Não sei como vai ser minha vida daqui pra frente”, diz com lágrima nos olhos a dona de casa Geziane Buriola da Silva, de 31 anos, que teve as mãos decepadas pelo marido, há um mês, e está internada na enfermaria do Hospital Municipal São Benedito, em Cuiabá, sem previsão de alta. O marido dela, o operador de máquinas Jair da Costa, que tem a mesma idade dela, foi preso depois do crime, ocorrido no dia 10 de abril, em Campo Novo do Parecis, a 470 km de Sinop.
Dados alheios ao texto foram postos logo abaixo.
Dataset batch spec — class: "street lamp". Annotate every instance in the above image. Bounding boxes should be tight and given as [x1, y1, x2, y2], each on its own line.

Mesmo na prisão, ele ainda “assombra” a vítima, que, no leito do hospital, disse sentir medo do que ele pode fazer quando for solto.
“Tenho medo. Tenho medo de ele me bater quando sair da cadeia”, revela.
Além de causar a sensação de insegurança constante, Jair a forçou a se adaptar a viver para o resto da vida sem as mãos e todas as dificuldades que isso traz.
Geziane ainda sente dores pelo corpo. Além das mãos, os golpes de facão acertaram o rosto, ombro, barriga e cabeça. Ela saiu do coma induzido e teve alta da Unidade de Terapia Intensiva na semana passada, depois de mais de 20 dias, e fala com dificuldade por causa de uma traqueostomia.
Mãe de dois meninos de 5 e 10 anos de idade, ambos do primeiro casamento, Geziane estava com Jair havia um ano e meio. Nesse período, ela foi vítima de agressões por várias vezes. Em uma delas, ficou com o olho roxo. Chegou a procurar a polícia em duas ocasiões para denunciá-lo. Nos dois casos, porém, a jovem retirou a queixa. “Não sei por que fiz isso”, diz.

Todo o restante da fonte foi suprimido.